Implement Enterprise auth token refresh logic
Open, Needs TriagePublicSpike

Description

The Enterprise auth layer is strict about token freshness. The refresh_token is valid for 90 days, and the access_token is valid for 24 hours. Our client will be used in a long-running periodic job that will probably be launched once per month, and can take as long as one week to complete. This means there's a high chance of either token timing out during or between job runs.

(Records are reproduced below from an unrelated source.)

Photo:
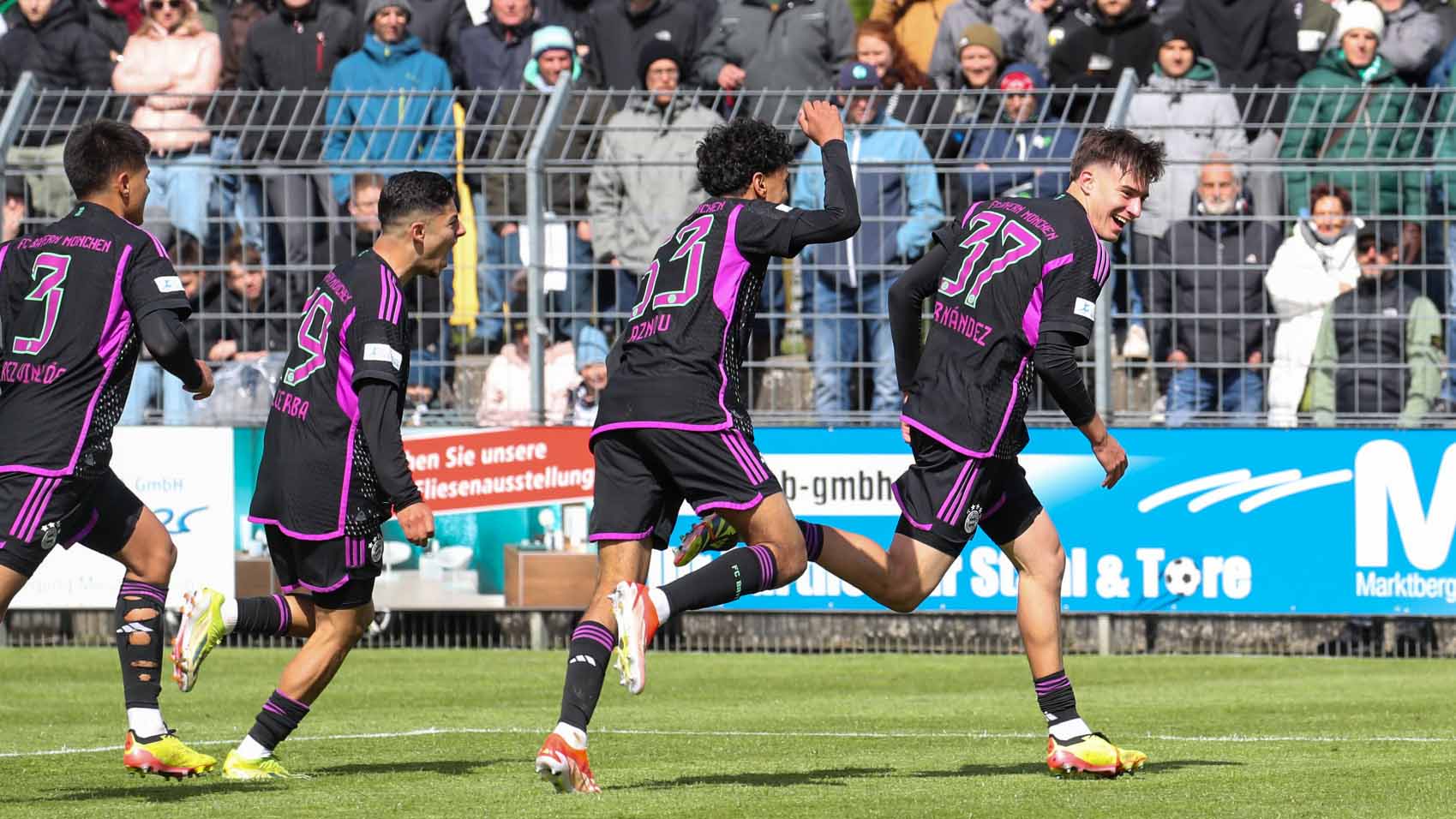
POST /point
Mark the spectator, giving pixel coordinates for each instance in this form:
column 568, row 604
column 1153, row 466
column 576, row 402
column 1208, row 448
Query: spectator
column 491, row 58
column 1210, row 279
column 1414, row 39
column 1331, row 124
column 591, row 364
column 1316, row 28
column 1309, row 271
column 506, row 396
column 1022, row 33
column 391, row 104
column 177, row 64
column 149, row 379
column 1031, row 152
column 290, row 52
column 554, row 54
column 914, row 25
column 14, row 210
column 1379, row 344
column 1120, row 37
column 645, row 176
column 768, row 45
column 1254, row 43
column 254, row 310
column 51, row 39
column 619, row 29
column 900, row 206
column 435, row 22
column 875, row 45
column 1183, row 106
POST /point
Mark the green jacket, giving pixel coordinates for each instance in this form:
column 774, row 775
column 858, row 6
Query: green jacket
column 1339, row 115
column 1423, row 356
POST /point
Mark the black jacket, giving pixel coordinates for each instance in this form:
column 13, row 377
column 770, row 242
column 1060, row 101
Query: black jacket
column 1206, row 268
column 1254, row 43
column 64, row 54
column 614, row 37
column 1093, row 57
column 295, row 51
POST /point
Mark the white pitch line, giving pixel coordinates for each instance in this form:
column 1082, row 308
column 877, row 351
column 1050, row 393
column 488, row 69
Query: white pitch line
column 1233, row 738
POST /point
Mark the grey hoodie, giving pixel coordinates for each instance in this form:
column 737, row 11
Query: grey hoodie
column 645, row 178
column 1022, row 33
column 1193, row 117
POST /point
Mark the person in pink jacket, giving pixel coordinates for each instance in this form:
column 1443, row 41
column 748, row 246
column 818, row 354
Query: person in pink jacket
column 172, row 64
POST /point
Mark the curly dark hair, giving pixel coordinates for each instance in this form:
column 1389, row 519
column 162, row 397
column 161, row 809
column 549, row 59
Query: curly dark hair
column 730, row 154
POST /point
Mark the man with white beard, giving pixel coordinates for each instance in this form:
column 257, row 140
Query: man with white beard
column 1210, row 277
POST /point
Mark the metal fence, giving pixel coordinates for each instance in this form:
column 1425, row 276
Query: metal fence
column 1213, row 318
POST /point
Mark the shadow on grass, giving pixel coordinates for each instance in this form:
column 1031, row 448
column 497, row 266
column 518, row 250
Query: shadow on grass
column 1040, row 768
column 445, row 767
column 778, row 779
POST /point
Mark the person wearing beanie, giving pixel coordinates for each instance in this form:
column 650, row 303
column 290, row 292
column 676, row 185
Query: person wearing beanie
column 1354, row 81
column 1122, row 35
column 899, row 206
column 1022, row 154
column 1022, row 33
column 554, row 60
column 620, row 29
column 591, row 364
column 410, row 127
column 645, row 172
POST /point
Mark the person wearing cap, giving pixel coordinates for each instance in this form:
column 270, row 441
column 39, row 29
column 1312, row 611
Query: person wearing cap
column 14, row 208
column 1024, row 153
column 620, row 29
column 172, row 56
column 584, row 399
column 1122, row 35
column 1379, row 344
column 554, row 60
column 1206, row 291
column 1183, row 106
column 1350, row 110
column 899, row 206
column 1021, row 29
column 389, row 105
column 645, row 175
column 291, row 54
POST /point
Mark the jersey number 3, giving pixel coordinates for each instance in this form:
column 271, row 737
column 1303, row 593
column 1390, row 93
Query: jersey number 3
column 50, row 269
column 973, row 278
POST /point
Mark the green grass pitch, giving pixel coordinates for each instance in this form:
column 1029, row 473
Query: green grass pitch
column 753, row 735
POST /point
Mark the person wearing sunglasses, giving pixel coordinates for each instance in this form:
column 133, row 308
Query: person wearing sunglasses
column 172, row 66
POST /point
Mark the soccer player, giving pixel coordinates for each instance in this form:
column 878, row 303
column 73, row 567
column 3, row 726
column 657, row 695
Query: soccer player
column 75, row 302
column 1016, row 285
column 333, row 466
column 674, row 423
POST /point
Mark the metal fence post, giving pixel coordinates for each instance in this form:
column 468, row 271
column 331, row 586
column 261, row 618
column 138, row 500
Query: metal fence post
column 1102, row 339
column 536, row 221
column 15, row 110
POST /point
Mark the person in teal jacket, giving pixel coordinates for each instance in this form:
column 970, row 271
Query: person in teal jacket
column 389, row 104
column 1350, row 112
column 900, row 206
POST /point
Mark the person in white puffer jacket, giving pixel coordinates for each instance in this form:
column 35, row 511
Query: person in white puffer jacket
column 1309, row 271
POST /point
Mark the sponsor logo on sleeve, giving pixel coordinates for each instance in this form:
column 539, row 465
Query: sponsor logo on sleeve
column 383, row 352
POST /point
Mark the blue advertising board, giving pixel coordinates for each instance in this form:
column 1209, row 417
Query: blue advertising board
column 1241, row 521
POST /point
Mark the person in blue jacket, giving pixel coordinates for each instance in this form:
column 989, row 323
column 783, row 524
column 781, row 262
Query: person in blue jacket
column 1025, row 153
column 389, row 104
column 849, row 281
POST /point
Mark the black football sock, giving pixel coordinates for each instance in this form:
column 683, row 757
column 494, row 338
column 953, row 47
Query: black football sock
column 739, row 572
column 139, row 643
column 587, row 660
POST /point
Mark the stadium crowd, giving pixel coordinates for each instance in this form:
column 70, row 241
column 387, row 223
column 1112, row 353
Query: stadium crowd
column 1293, row 260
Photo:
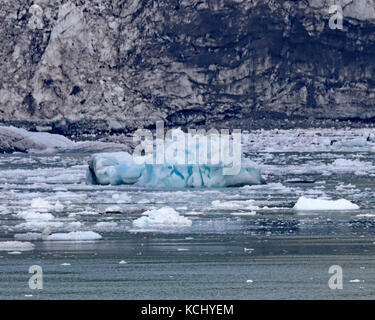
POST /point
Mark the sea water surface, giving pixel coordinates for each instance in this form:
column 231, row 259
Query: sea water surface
column 243, row 243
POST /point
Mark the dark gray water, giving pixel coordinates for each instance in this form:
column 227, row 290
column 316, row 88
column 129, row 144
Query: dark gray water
column 285, row 253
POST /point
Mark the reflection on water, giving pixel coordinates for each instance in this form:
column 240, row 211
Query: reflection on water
column 286, row 253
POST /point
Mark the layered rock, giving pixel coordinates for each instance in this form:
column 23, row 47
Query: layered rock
column 121, row 65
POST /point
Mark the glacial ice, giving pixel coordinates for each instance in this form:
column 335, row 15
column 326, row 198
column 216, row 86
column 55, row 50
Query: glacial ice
column 304, row 203
column 122, row 168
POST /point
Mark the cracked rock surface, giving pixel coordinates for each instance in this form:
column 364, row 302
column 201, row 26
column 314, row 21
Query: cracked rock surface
column 119, row 65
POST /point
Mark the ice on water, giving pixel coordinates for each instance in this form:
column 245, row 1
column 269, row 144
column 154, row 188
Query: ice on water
column 122, row 168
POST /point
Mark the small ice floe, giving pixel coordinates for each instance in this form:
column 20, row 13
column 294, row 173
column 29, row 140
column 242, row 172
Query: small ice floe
column 74, row 236
column 113, row 209
column 358, row 142
column 121, row 198
column 237, row 204
column 250, row 213
column 35, row 216
column 16, row 246
column 162, row 218
column 15, row 252
column 320, row 204
column 58, row 206
column 105, row 226
column 41, row 205
column 365, row 215
column 355, row 280
column 28, row 236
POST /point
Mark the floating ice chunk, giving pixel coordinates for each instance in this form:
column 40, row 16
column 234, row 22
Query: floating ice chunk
column 121, row 198
column 365, row 215
column 74, row 236
column 251, row 213
column 324, row 141
column 16, row 246
column 320, row 204
column 358, row 142
column 113, row 209
column 38, row 225
column 232, row 205
column 29, row 236
column 355, row 280
column 59, row 206
column 162, row 218
column 35, row 216
column 41, row 205
column 105, row 226
column 120, row 168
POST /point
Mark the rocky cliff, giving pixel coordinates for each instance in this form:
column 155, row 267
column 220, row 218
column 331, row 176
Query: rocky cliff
column 84, row 65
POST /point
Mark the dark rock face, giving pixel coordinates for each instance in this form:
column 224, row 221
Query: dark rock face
column 208, row 62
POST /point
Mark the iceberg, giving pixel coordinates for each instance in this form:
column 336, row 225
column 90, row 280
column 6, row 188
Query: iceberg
column 320, row 204
column 177, row 167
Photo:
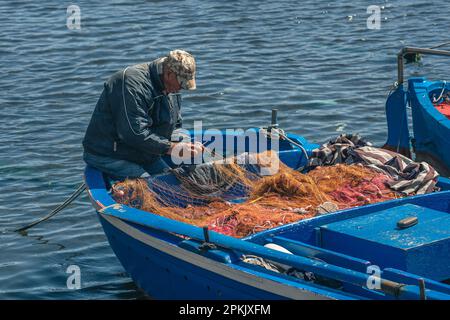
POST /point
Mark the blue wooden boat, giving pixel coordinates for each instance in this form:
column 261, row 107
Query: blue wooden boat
column 430, row 140
column 345, row 250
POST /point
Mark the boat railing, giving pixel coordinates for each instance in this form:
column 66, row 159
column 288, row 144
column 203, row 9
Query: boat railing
column 414, row 50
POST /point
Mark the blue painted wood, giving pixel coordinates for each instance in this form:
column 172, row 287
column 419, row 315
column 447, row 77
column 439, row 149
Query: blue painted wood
column 333, row 257
column 396, row 116
column 165, row 276
column 431, row 128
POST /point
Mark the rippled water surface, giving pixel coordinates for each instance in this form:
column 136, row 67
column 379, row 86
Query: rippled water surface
column 315, row 61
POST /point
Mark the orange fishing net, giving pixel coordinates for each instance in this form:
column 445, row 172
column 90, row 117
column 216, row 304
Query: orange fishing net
column 285, row 197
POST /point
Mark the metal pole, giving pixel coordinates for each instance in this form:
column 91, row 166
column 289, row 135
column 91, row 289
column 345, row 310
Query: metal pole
column 406, row 50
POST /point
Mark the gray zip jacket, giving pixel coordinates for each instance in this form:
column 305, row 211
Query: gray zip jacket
column 133, row 120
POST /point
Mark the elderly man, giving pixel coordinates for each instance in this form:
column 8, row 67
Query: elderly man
column 136, row 115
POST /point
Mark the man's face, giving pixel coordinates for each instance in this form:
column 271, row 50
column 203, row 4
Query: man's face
column 170, row 82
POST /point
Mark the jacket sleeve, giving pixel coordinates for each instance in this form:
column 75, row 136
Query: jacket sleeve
column 133, row 124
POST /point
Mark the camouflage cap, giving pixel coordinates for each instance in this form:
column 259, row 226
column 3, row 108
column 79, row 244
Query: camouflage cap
column 183, row 64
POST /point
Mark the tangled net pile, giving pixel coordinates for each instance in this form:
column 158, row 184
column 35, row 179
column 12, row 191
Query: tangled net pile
column 287, row 196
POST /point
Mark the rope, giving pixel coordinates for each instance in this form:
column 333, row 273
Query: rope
column 62, row 206
column 282, row 134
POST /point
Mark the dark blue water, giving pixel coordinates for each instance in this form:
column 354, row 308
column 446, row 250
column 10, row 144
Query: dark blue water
column 316, row 61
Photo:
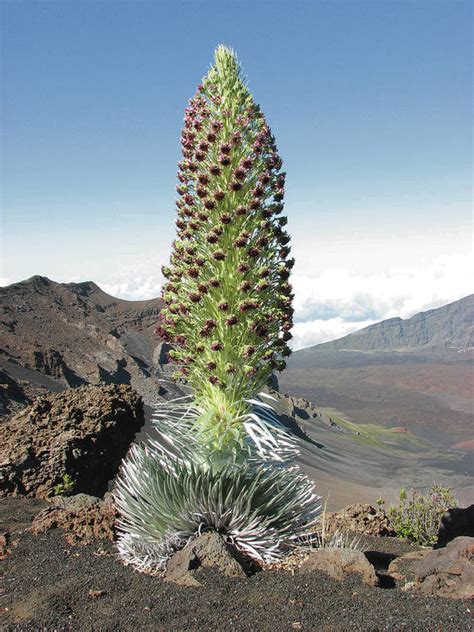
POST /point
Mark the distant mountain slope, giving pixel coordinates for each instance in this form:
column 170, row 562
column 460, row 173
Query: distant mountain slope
column 74, row 333
column 416, row 373
column 450, row 326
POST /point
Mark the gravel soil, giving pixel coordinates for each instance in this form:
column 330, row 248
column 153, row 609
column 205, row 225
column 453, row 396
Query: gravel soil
column 50, row 585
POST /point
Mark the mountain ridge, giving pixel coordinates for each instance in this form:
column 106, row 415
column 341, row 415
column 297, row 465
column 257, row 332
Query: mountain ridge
column 450, row 326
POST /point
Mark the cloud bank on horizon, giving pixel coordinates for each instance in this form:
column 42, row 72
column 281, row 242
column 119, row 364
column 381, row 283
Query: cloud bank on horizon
column 330, row 302
column 336, row 302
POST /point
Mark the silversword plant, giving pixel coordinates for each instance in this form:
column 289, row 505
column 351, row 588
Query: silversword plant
column 220, row 460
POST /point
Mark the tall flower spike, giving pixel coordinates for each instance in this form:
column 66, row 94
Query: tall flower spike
column 234, row 185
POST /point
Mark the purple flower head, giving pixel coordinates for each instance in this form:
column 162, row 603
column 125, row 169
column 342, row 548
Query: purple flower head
column 242, row 240
column 240, row 173
column 212, row 238
column 203, row 288
column 215, row 170
column 232, row 320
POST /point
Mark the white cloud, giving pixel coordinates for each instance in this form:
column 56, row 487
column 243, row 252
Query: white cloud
column 338, row 301
column 313, row 332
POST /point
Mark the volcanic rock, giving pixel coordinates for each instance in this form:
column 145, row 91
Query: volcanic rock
column 359, row 518
column 208, row 550
column 84, row 518
column 456, row 522
column 83, row 433
column 339, row 562
column 447, row 572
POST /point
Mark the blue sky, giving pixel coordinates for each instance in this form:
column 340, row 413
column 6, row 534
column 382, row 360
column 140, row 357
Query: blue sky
column 370, row 103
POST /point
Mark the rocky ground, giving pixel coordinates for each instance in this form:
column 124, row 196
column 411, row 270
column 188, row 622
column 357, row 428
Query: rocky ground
column 49, row 584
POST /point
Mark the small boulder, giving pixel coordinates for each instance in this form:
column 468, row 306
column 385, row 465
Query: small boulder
column 83, row 518
column 446, row 572
column 359, row 518
column 83, row 433
column 456, row 522
column 208, row 550
column 339, row 562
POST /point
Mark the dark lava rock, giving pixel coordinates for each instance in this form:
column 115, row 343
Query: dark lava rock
column 208, row 550
column 359, row 518
column 447, row 572
column 83, row 432
column 340, row 562
column 456, row 522
column 50, row 586
column 83, row 518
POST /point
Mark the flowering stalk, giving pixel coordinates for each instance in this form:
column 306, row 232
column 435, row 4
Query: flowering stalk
column 228, row 309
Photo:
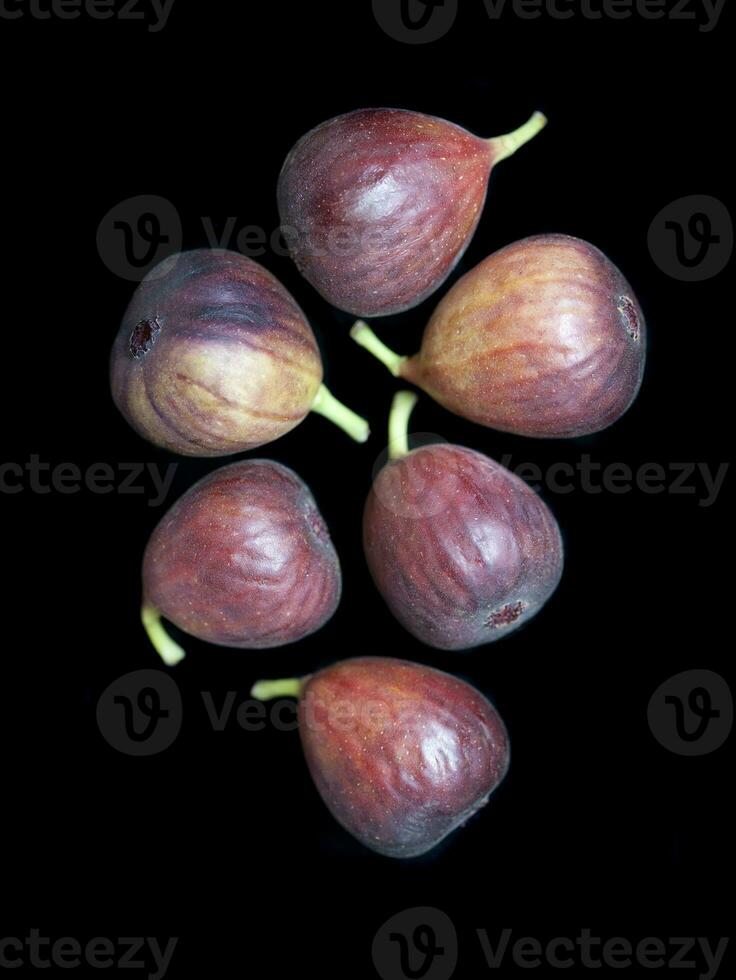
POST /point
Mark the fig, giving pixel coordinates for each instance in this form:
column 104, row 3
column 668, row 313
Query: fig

Our client must be designed to proactively keep track of these timeouts, and recover from failures:

  • Store the auth token in application memory (eg. in "erlang term storage" :ets), ideally this is only refreshed when necessary. We want it to last the full 24h.
  • Parse expires_in time limit returned with authentication responses, and store as a future datetime.
  • If the job is started within 6 weeks of a refresh_token timeout, send an alert email.
  • If expiry is coming in less than eg. 2h, then proactively get a fresh token.
  • If an API call results in a token error, or if the expires_in time is in the past, then get a new access token and store it.
  • If the refresh token fails to authenticate, send a very loud alert email.

Implementation notes

  • If possible, rely on the Airflow capabilities to send alert emails.
  • In Elixir, ideally we would manage the API expiries using a standalone process which can refresh the tokens as needed, and keep some global state. This belongs inside of the mediawiki_client library.

Open questions

  • Could have two refresh_tokens available, and switch over when the first expires. These would be renewed eg. 45 days apart.